People were stampeding for the exits, and they fell in with the panicked multitude. It was the only way. He turned and looked over his shoulder to check the proximity of danger. There he saw an astonishing sight. From the edge of the billowing black, like a demon from hell, Hui Lili emerged. Her face was black with soot, and her eyes were covered by insect-like goggles. In her mouth was a small respirator. Her clothes were ripped, and she had a nasty red gash on her leg. Yet she walked with an intense conviction, oblivious of the maelstrom around her. Somehow, she was not on fire like the others, but steam was rolling off her as if she had doused herself in some sort of heavy water. She had a satchel slung over one shoulder, and in her other hand was a pistol. She approached the remaining security guard, who was stumbling about, coughing. She held the pistol up to his temple and fired.
Then she caught sight of Eric and her niece.
“Zǒu Kāi!” she shouted. Get out!
Then she turned from them and waded toward the pitching, groaning containment chamber.
* * *
General Meng was with his assistant, Captain Xi, at the south entrance to the Great Lab when they were blown backward. The catwalk they had been standing on heaved and undulated like an angry snake, flinging out rivets and pieces of metal tread. Captain Xi was pitched over the side and caught the railing only at the last second. Meng grabbed his arm and hauled him in. Once the man was safe, Meng took in the scene. Four hundred meters down the Great Lab, he saw the black smoke boiling forth. He knew immediately that it was too big an explosion to be an accident. Even if the high-pressure feeder tanks had blown, it would not create an explosion of such magnitude. This was sabotage. But who? The Americans? Chu had pulled them out of confinement to fix the tank diagnostics. But they could not do such a thing alone. They would have needed help. But
from whom?
The twins?
This morning, he had seen Hui Ying and her daughter. The little brat had pranced up to him in her school uniform and said, “Good morning, General Meng.”
“Good morning, Mei-Mei. Why aren’t you at school on level seven?”
“They don’t want me.”
He had frowned. “They don’t want you?”
That was when Hui Ying had come up behind the girl.
“I’m sorry, General, she had an allergic reaction to some food she ate last night, but the nurse doesn’t believe me. She thinks Mei-Mei might have a virus, so she won’t allow her around the other children. I’ll do my best to keep her in my office.”
He had given an annoyed sigh. “Yes, you do that. This is a high-security area. Children should not be on this level. It’s only because Chu needs you that I’ll allow it, and only today.”
“Yes, General.”
Now he realized it must have been a trick, a way to keep the girl close while they … while they did what? He dared to think it: Made their escape with the Americans!
Meng felt his world shift. For the past two days, he had been quietly elated. He had two reasons to be content. First, of course, was that they had reached replication. It was a great victory, and this very afternoon the vice president and his entourage were coming to celebrate. A tour and a banquet.

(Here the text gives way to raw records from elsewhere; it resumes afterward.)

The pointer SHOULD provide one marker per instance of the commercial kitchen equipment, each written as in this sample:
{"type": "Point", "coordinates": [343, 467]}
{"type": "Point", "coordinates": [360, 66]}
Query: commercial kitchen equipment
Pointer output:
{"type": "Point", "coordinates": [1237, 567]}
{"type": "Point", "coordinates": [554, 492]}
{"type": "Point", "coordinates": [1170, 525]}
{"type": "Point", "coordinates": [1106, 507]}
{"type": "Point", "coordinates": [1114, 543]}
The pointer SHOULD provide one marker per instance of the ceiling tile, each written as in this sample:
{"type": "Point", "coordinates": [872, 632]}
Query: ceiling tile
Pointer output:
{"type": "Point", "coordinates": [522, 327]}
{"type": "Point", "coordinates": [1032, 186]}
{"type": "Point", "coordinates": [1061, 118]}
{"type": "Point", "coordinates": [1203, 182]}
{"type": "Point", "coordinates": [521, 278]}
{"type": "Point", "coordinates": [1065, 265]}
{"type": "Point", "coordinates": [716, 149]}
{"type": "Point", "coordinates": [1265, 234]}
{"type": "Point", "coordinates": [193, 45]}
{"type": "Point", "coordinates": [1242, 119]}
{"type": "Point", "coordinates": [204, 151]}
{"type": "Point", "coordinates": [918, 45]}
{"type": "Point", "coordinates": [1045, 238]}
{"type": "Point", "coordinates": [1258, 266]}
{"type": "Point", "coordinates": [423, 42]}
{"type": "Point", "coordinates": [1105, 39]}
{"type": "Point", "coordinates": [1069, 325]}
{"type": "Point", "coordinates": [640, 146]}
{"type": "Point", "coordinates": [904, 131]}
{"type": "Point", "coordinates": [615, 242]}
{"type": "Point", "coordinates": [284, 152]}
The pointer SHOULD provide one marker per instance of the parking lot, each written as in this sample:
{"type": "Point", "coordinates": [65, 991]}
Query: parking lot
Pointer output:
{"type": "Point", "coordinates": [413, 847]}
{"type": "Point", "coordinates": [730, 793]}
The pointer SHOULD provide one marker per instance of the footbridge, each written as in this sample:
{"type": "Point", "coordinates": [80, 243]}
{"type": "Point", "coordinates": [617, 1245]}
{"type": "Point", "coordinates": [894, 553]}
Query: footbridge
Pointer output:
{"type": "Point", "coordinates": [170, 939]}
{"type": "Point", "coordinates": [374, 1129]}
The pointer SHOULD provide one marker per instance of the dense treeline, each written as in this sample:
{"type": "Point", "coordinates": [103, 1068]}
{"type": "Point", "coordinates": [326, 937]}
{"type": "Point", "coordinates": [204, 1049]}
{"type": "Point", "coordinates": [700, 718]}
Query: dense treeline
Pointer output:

The second reason was the birth of his daughter. It had seemed a wonderful omen. Just at the moment that his country was creating new life, a new life had come into his home. And Meng could not help but think of this as not just a birth, but a rebirth—a beautiful girl to take the place of Lien. It was the final closure of his earlier life. He had left Tibet a ghost, destroyed—no longer a father, no longer a husband, just a soldier full of rage. Slowly he had fought his way back, kept insanity at bay while he went about replacing the things he had lost. A wife and then a son. And he had had his revenge, too, annihilating the Tibetan resistance. And now the final act: a new child. The final symbol that Tibet had not destroyed him. With this life, he had an opportunity to be the man he had been before Tibet. A man who was not so driven by pain and loss, a man who could sit and raise a child.